NORA: A Small Open-Sourced Generalist Vision Language Action Model for Embodied Tasks
Chia-Yu Hung, Qi Sun, Pengfei Hong, Amir Zadeh, Chuan Li, U-Xuan Tan, Navonil Majumder, Soujanya Poria
2025-04-29
Summary
This paper talks about NORA, a small but powerful AI model that can understand both images and language and use that understanding to perform real-world tasks, even though it uses less computer power than bigger models.
What's the problem?
The problem is that most AI models that are good at combining vision and language for things like robots or smart assistants are usually very large and require a lot of computer resources, making them hard to use on smaller devices or in situations where speed and efficiency matter.
What's the solution?
The researchers created NORA, which is a much smaller model with only 3 billion parameters, but it is still able to reason about what it sees and hears and take the right actions.
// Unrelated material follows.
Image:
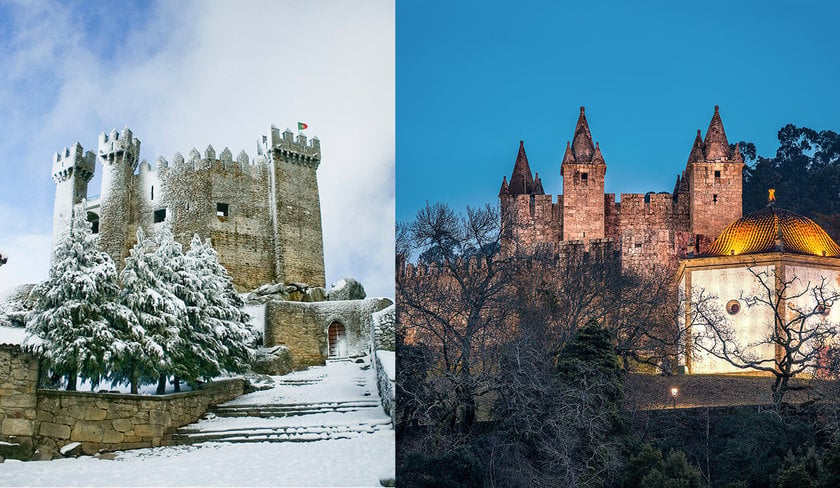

They built it using a system called Qwen-2.5-VL-3B, and showed that it can even beat bigger models in some tasks, all while being faster and easier to run.
Why it matters?
This matters because it means more people and companies can use advanced AI for things like robotics, smart cameras, or interactive assistants without needing expensive hardware, making these technologies more accessible and practical in everyday life.
Abstract
NORA is a 3B-parameter VLA model using Qwen-2.5-VL-3B for efficient visual reasoning and action grounding, outperforming larger models with reduced computational overhead.